"Put them under the care of the god of the land, then. I can arrange that matter as priest of Astarte with the priests of Jehovah."

"Will you deal with me truly?" said Ahimelek.

"As truly as Baal lives."

"Swear it."

Hanno stood out in the centre of the room, where a sunbeam fell through the bronze-latticed window. With the light on his face, he kissed his hand to the sun—the customary oath before Baal, the sun-god.

The old man opened the bronze box. But as his eyes caught the lustre of the gems, he closed it again and sat upon it, asking Hanno a hundred questions, and taking from him again and again the oath before Baal, invoking curses of Baal-Hiram and Zillah, and every ghost and jinn that ever walked the earth, upon his proving false or allowing the gems to go to any other than their rightful owner.


CHAPTER XXXIII.

As Hanno, under the terebinth of Ben Yusef, narrated the substance of all this to Hiram and Zillah, he bade them feel the tough leathern suit, like that of a Phœnician soldier, in which he had disguised himself.

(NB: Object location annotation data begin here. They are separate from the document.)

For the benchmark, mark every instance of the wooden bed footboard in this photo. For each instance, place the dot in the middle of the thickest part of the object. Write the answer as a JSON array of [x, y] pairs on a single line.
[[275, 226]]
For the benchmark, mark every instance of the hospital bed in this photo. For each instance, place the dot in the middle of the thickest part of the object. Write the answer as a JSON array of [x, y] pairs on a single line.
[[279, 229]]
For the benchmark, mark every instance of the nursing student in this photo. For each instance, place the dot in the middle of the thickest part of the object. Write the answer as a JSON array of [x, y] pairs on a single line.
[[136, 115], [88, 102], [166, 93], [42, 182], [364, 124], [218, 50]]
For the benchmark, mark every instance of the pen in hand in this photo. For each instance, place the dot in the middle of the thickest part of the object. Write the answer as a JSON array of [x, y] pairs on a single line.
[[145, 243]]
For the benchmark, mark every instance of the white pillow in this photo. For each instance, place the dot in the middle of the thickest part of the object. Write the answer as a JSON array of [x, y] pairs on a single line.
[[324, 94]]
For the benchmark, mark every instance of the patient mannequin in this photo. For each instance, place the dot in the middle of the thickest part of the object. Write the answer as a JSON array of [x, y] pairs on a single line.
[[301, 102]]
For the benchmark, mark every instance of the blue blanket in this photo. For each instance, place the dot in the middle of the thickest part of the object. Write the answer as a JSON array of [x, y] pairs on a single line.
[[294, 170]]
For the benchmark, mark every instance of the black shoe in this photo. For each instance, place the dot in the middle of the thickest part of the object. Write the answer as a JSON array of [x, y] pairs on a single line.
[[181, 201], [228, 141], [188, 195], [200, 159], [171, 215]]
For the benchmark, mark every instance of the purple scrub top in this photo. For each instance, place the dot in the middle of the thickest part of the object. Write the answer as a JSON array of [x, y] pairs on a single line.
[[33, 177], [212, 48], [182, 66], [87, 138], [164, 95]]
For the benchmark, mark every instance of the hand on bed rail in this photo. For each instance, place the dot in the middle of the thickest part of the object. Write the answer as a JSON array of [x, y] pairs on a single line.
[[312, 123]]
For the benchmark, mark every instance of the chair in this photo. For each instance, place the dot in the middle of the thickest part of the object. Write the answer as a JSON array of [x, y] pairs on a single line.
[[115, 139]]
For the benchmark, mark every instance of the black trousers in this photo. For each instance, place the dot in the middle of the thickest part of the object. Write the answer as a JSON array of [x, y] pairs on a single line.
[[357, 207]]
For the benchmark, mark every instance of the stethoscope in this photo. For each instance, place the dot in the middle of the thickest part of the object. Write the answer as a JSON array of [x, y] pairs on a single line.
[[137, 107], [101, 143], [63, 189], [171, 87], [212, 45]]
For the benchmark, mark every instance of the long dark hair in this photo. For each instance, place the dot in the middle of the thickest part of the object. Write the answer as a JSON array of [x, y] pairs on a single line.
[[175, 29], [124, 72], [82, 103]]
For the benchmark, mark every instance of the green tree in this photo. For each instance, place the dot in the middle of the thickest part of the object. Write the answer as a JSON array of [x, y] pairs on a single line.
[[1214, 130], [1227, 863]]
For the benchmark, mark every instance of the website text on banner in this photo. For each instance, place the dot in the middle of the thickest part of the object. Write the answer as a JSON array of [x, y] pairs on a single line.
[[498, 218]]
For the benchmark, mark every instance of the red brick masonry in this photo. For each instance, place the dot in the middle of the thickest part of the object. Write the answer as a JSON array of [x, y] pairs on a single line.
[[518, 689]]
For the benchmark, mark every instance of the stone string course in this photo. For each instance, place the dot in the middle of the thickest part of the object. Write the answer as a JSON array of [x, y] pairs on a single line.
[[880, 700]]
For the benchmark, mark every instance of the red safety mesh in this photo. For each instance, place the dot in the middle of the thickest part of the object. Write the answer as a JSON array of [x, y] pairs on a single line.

The stiffness of the leather served to hide its uneven thickness, for its lining was quilted in tiny blocks, each of which was nubbed with some precious stone, or padded to protect some delicate setting or cluster of gems. He twisted a bit of iron from the end of his sword-hilt, and poured out a handful of diamonds. He mimicked the tricksters who draw pearls from various parts of their bodies, except that he left the pearls and emeralds and rubies in the hand of Zillah, and possessed no power of the wizard to make them vanish. He grew hilarious.